Until the Industrial Revolution technology functioned on a relatively small scale. There were craftsmen and blacksmiths, cobblers and butchers; and a variety of other people worked with modest tools to serve the needs of society. But in the technological world of today, such professions have been pushed to the background, if not altogether eliminated. The very term technology invokes in our minds huge industries and factory systems, shipyards and refineries. But even in the current context, one may categorize technology in terms of its magnitude. I will follow a discussion by Paul De Forest on this matter. [Appropriate Technology: a Critical Appraisal (1980)].
The points to consider in such a classification are the following: Are the various subdivisions and facets of a particular technology highly concentrated, or are they dispersed widely? In the decision making processes and the organizational setup, is there a highly centralized structure? What about the scale of operation, i.e. its sheer magnitude? Is it a simple factory in the outskirts of a small town, or is it a mammoth complex of buildings in which hundreds or even thousands of people are employed? Is it an industry whose final product consists of only a small number of component parts, or does this product include a large number of different parts, some of them having to be manufactured by other industries? What about the capital investment involved?

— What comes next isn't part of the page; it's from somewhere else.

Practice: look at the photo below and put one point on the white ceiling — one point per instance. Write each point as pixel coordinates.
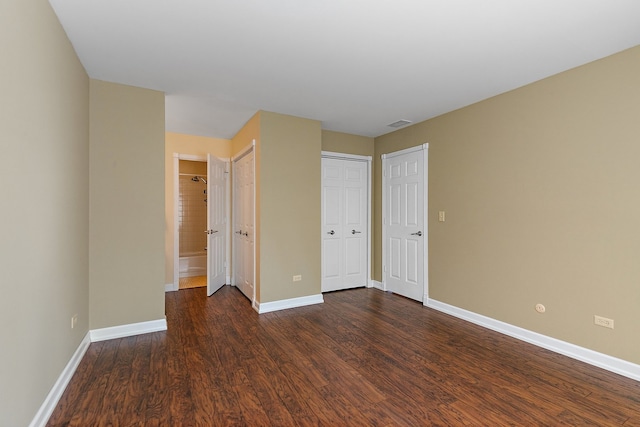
(355, 65)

Is it of the order of a few thousand dollars, or perhaps a few million or even billion? Does the technology utilize highly sophisticated machinery? Does it call for significant expenditures of money for research and development?

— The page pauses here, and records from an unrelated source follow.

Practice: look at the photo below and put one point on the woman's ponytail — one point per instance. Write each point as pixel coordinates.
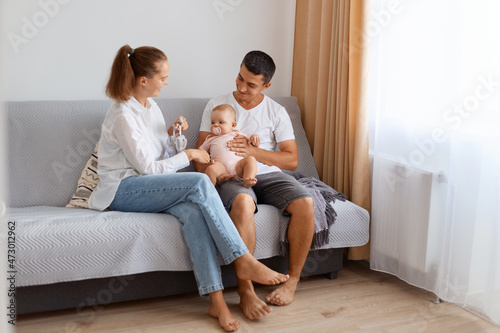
(122, 79)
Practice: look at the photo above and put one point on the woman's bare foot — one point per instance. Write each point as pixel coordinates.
(284, 294)
(252, 306)
(249, 268)
(249, 182)
(218, 309)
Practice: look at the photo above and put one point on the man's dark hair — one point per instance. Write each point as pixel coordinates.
(258, 63)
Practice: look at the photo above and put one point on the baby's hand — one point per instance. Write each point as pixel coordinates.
(179, 123)
(254, 140)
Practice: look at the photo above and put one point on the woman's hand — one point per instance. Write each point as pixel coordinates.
(198, 155)
(179, 123)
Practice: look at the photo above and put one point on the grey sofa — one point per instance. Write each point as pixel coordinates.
(78, 258)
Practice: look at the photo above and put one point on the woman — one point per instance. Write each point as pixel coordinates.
(137, 170)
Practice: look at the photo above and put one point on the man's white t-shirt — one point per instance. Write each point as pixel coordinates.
(268, 119)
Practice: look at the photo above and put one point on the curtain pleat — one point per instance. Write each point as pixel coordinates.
(326, 81)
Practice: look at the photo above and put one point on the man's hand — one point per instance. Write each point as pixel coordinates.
(241, 146)
(254, 140)
(224, 178)
(198, 155)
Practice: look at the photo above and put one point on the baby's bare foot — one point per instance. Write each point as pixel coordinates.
(249, 182)
(249, 268)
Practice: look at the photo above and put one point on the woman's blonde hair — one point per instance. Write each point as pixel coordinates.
(130, 64)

On the basis of these criteria one refers to low, intermediate, and high technologies. It is also possible to have a mixed technology in which low and high may be combined without conscious effort, or a dual technology in which such synthesis is made as a result of intention and careful planning.
Such a classification is interesting not only because it throws some light on the complex nature of technological development in today’s world, but also in the practical problem of introducing technologies in various countries which are seeking them, irrespective of whether others may think if they need them or not. Recognizing that there are intrinsic differences between different types of technology, and knowing their advantages and disadvantages, costs and benefits, at the various levels, one may choose or avoid one type of technology or another, depending on the needs and resources of a country at a particular period. Aside from this relevance in the context of deciding on the appropriate technology for a given society, this classification may also teach us something about the workings and power of technology at various levels.